Я помогал ей, хотя терпения мне хватало ненадолго. Держа над головой в одной руке китайский веер, а в другой — гипсовую маску Нефертити, я медленно, сантиметр за сантиметром, передвигал по стене оба предмета, а мать от дверей возбужденно командовала:
— Выше! — кричала она. — Выше! Слышишь? Еще выше! Правее! Правее, я сказала. Не знаешь, где у тебя правая рука? Хватит! Погоди. Влево! Выше! Ниже! Стоп!
При слове «стоп» я замирал, широко раскинутые руки немели от напряжения, я ждал, пока мать подойдет ко мне, отметит на стене надлежащее место для маски и веера, а затем начнет вбивать гвозди молотком, который своею формой пробуждал во мне страх: отлитая из металла рукоятка книзу сужалась, сплющивалась и искривлялась, как бессильная ножка ребенка, пораженного детским параличом.
Стена в комнате матери, твердая бетонная стена, принимающая только стальные гвозди, которые покупались в торговых павильонах на Крулевской, была площадкой для бесконечных творческих экспериментов, за которыми отец наблюдал, храня красноречивое молчание.

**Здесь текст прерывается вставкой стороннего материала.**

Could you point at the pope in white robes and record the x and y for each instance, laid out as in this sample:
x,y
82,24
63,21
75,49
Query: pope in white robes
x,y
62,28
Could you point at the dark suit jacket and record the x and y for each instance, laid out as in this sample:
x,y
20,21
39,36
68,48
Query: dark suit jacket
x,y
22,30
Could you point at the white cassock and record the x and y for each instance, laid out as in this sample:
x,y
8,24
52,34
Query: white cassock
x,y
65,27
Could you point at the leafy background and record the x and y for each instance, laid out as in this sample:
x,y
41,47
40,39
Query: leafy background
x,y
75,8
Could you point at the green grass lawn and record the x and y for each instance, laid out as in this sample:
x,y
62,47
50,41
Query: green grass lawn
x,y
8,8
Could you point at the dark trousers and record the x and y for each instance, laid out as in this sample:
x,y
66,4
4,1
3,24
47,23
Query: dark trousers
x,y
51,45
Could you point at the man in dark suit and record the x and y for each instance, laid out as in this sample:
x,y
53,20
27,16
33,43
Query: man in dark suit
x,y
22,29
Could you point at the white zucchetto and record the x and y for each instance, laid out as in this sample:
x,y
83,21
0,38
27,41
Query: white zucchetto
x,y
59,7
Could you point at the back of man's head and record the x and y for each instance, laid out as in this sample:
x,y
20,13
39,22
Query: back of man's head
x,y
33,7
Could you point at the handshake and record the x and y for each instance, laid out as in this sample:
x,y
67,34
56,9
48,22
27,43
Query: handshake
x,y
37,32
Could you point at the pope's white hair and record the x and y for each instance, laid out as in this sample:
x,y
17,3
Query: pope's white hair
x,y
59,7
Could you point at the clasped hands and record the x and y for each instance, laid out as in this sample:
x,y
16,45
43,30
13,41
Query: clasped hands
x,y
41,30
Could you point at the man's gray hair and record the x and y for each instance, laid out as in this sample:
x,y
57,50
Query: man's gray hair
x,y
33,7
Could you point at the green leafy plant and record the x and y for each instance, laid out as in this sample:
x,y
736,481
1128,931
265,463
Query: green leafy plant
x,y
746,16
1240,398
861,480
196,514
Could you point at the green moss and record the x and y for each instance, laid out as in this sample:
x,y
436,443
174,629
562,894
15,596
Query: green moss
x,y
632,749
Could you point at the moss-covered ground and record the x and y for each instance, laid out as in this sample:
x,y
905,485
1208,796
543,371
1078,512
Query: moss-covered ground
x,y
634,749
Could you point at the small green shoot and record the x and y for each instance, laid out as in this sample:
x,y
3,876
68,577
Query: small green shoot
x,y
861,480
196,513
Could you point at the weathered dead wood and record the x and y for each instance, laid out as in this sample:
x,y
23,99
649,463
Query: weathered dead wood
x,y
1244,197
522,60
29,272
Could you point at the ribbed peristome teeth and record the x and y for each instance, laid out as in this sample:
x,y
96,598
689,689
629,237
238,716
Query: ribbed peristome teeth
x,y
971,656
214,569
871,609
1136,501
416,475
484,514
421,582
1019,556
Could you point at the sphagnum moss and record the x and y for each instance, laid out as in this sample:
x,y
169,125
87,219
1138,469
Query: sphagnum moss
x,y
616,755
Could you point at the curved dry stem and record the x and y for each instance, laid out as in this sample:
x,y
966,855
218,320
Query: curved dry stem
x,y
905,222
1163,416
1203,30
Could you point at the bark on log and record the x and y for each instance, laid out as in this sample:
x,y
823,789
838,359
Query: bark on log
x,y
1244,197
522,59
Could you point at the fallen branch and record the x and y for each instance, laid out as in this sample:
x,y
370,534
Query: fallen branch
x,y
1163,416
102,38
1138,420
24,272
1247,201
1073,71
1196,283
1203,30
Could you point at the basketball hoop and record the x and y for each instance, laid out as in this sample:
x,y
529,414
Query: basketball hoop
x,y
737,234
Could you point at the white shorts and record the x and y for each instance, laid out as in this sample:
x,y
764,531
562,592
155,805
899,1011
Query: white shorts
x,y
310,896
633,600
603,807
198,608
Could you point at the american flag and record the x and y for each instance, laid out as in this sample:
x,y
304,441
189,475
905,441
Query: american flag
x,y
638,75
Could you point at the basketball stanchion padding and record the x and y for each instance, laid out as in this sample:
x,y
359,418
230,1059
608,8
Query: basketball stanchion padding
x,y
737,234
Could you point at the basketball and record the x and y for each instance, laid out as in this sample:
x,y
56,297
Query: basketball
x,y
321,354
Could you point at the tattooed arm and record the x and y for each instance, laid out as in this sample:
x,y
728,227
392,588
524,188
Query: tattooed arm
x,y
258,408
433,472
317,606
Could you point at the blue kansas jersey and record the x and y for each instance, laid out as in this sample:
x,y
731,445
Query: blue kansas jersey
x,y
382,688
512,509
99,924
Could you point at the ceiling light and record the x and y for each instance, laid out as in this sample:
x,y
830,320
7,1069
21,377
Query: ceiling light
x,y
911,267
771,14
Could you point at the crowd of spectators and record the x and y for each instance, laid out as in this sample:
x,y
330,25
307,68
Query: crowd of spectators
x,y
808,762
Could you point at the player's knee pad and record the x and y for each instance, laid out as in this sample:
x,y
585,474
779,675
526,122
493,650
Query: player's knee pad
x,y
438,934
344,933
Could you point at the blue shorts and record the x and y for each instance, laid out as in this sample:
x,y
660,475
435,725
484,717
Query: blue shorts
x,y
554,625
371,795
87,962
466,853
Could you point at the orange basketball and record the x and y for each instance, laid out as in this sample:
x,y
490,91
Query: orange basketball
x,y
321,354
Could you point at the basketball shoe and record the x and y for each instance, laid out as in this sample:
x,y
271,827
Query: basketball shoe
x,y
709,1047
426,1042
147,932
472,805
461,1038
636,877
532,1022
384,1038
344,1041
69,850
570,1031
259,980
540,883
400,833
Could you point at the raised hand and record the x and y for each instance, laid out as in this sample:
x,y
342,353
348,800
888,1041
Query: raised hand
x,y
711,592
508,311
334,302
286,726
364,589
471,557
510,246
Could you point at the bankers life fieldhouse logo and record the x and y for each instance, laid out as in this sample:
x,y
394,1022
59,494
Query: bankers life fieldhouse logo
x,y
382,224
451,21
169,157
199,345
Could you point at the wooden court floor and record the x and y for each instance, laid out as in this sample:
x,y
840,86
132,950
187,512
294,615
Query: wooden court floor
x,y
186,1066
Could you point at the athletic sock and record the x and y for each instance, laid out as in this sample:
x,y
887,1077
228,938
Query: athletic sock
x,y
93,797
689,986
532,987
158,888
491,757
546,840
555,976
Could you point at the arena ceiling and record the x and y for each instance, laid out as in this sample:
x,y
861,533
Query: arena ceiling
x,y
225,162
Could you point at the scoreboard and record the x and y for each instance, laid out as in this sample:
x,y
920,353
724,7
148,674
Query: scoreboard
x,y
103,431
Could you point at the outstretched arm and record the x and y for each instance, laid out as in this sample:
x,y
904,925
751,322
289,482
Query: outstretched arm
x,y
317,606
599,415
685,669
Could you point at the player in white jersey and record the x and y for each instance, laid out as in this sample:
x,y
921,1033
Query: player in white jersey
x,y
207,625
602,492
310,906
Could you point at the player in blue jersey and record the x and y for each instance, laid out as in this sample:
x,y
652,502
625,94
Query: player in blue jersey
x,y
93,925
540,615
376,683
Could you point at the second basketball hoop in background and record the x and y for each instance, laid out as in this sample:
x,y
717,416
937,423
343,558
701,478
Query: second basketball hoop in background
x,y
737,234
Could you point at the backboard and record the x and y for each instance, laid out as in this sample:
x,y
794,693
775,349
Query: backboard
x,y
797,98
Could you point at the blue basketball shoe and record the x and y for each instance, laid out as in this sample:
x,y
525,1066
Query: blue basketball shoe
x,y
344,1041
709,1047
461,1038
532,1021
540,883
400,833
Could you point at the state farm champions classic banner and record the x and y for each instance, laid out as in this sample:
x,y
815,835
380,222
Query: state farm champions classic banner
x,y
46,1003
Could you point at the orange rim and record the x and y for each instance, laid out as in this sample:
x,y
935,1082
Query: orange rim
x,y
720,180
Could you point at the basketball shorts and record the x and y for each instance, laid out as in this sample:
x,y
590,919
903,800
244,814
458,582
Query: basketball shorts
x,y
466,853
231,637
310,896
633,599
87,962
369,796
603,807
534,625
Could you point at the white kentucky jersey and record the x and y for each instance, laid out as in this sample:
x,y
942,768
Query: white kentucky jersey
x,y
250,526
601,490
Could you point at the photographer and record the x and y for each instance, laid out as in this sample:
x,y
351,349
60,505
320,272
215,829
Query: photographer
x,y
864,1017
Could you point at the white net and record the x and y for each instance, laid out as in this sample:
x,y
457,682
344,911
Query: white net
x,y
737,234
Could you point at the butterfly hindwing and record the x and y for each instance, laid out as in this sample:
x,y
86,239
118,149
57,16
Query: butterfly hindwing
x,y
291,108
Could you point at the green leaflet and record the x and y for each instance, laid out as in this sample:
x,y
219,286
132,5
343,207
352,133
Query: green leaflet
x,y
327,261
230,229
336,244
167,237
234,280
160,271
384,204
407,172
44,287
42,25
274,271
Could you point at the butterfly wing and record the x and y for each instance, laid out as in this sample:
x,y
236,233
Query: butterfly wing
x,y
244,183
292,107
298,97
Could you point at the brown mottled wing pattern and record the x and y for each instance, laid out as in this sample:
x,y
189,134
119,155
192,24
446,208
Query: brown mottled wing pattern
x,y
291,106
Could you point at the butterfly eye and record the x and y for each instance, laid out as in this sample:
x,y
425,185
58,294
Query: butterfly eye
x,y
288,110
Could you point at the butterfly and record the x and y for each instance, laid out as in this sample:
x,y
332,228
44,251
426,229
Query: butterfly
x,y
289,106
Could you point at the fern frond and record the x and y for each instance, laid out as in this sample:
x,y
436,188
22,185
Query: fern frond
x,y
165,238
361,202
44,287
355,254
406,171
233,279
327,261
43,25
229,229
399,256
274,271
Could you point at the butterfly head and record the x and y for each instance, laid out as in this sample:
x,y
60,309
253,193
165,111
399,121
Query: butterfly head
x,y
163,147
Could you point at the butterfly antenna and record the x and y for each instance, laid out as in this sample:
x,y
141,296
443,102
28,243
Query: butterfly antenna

Любые перемены в комнате казались ему ненужными; мать жила с ощущением необходимости перемен.
Каждый месяц, каждую неделю, а бывало, и чаще, снедаемая неизбывным беспокойством, она снимала со стены все, что повесила в прошлый раз, а потом вытаскивала гвозди и забивала их в другие места, так, чтобы картины, фотографии, ринграф, алебастровый ангелочек сложились в новое созвездие, создали новый порядок, о котором было известно, что все равно он ее не удовлетворит.